INDEPENDENT mechanics in the UK could be at risk if the EU Right to Repair scheme isn’t protected post-Brexit, according to the Institute of the Motor Industry.
The scheme sees all manufacturers obliged to share with independent garages information about how to fix their cars, helping to create a fair repair market.
However, because it isn’t part of UK law but instead falls under the European Commission’s block exemption regulations, it will no longer apply after Brexit unless it is protected.
The institute (IMI) says some 40,000 independent garages in the UK could be forced to close if they can’t access the information from manufacturers, with motorists having to take their cars to franchised dealers for servicing and therefore spending more money.
According to a MotorEasy survey of more than 6,000 garages, franchised dealers charge an average of 40 per cent more than independent garages for servicing.

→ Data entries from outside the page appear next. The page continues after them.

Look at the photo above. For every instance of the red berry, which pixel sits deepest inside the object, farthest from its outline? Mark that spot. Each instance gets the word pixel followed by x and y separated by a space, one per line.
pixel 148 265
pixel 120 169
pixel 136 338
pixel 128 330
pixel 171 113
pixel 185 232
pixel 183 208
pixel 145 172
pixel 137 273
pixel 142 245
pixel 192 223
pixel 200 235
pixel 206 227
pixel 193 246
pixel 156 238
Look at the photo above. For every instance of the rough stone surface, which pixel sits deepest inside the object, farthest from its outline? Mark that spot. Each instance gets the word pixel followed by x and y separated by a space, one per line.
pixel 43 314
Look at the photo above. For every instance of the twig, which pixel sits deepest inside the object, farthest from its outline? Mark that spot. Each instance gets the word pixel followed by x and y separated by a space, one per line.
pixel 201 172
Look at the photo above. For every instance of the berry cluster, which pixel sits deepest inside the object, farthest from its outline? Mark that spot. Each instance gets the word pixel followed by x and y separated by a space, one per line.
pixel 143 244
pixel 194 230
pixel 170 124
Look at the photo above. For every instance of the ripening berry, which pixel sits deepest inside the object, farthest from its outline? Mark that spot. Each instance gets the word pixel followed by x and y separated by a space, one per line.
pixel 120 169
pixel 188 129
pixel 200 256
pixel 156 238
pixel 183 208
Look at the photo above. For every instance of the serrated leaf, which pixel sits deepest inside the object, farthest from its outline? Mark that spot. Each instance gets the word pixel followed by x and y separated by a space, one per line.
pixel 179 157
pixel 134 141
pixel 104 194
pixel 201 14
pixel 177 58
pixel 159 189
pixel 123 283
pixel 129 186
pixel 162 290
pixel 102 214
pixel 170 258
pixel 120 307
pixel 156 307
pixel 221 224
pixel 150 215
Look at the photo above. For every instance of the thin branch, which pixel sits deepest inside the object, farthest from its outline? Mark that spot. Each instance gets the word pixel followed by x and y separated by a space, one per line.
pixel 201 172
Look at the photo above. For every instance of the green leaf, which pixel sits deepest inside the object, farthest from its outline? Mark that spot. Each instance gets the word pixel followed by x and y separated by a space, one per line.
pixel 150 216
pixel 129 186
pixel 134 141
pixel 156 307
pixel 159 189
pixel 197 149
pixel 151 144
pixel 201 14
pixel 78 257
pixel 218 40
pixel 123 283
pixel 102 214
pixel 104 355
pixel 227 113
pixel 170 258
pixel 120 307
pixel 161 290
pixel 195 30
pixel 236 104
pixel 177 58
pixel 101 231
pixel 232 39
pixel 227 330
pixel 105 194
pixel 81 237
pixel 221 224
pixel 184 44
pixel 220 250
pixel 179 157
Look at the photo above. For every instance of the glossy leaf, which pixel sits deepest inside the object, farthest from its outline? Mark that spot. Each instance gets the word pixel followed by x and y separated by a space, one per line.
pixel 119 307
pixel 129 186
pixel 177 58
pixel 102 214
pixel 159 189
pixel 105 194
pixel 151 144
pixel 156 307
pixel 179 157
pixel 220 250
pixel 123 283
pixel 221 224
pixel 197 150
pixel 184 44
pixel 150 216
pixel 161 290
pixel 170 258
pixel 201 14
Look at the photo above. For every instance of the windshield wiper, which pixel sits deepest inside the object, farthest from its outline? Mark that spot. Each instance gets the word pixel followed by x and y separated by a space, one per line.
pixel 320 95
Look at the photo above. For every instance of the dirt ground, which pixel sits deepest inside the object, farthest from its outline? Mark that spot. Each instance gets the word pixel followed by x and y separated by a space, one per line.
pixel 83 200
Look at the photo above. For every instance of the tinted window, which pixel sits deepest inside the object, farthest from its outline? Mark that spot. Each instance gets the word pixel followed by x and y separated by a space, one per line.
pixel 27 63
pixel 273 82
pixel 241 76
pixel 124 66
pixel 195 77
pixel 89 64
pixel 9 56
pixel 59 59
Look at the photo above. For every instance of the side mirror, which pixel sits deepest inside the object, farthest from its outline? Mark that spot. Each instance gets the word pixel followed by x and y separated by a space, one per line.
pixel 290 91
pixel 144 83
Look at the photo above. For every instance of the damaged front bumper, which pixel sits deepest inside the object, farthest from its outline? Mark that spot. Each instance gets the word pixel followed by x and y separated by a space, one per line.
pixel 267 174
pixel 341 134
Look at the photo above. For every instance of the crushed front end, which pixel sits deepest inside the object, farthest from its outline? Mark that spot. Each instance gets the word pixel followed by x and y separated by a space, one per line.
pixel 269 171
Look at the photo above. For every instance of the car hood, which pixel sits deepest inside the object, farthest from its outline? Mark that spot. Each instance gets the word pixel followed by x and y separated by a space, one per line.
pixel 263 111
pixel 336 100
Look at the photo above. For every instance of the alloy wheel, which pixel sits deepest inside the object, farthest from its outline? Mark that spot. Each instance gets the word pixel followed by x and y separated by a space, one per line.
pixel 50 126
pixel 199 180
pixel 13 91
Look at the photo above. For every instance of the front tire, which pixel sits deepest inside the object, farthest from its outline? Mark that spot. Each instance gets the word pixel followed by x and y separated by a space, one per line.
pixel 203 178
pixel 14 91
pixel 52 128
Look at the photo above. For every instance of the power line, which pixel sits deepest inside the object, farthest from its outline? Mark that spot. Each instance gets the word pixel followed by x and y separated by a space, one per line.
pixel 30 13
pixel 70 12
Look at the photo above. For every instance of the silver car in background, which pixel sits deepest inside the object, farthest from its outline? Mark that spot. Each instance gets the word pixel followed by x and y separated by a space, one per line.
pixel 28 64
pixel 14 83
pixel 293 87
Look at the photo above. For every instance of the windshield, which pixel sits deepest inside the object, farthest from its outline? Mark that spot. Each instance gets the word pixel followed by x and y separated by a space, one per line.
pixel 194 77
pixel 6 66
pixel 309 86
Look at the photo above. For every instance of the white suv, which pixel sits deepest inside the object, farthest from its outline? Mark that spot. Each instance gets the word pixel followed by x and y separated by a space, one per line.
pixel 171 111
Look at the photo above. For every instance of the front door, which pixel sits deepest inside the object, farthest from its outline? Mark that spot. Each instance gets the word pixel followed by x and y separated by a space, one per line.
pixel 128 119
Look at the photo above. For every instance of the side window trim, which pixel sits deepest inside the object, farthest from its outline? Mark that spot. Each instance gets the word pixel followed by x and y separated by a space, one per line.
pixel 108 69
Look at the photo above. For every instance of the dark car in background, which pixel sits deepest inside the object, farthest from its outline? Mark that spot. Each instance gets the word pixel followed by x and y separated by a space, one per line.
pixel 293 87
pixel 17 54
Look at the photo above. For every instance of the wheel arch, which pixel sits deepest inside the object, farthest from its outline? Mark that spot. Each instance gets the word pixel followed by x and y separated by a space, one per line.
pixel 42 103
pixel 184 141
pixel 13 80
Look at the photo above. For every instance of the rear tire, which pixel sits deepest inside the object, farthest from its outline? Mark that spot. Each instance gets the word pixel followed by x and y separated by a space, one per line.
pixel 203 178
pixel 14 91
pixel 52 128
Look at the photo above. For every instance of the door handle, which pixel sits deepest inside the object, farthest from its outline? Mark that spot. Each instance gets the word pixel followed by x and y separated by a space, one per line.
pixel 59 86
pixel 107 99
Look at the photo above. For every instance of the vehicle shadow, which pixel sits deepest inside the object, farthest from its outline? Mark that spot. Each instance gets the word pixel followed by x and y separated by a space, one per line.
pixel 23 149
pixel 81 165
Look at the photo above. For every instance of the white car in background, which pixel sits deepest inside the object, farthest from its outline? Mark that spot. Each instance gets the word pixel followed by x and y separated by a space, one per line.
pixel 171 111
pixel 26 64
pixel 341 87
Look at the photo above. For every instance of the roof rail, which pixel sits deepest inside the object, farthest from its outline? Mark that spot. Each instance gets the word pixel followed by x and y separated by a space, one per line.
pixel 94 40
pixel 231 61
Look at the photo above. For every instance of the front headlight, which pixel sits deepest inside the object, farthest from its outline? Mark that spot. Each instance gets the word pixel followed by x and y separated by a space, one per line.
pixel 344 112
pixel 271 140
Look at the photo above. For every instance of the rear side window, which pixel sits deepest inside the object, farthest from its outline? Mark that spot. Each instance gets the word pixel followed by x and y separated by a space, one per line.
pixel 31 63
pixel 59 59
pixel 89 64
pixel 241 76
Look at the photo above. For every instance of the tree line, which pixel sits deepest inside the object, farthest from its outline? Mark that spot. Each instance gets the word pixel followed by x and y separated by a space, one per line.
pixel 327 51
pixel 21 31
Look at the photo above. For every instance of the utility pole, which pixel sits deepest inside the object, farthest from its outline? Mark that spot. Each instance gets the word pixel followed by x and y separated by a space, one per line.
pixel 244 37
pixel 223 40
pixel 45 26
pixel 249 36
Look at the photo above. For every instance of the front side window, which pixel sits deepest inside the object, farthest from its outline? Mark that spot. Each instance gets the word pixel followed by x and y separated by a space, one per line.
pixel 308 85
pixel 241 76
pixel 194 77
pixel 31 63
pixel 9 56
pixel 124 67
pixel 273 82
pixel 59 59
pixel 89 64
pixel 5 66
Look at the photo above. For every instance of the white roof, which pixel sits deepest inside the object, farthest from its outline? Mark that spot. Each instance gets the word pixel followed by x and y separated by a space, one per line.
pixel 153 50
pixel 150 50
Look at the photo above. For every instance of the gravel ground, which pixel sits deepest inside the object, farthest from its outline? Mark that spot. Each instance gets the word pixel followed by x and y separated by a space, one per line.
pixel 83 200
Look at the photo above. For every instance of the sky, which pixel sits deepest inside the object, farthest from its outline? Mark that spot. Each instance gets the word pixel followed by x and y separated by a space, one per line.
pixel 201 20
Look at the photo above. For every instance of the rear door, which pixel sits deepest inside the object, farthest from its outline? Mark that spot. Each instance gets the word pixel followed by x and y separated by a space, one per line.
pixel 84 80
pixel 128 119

Steve Nash, chief executive of the IMI, said: ‘The developments in new technology have already begun hitting the most vulnerable area of the industry, so without the block exemption regulation in place, there will be catastrophic consequences for the independents that make up 80 per cent of businesses engaged in servicing and repairing motor vehicles in the UK.’
Because of the nature of the Brexit negotiations, it’s impossible to say if the UK will retain the Right to Repair scheme. However, Parliament could create an equivalent scheme for the UK statute books after the country leaves the EU.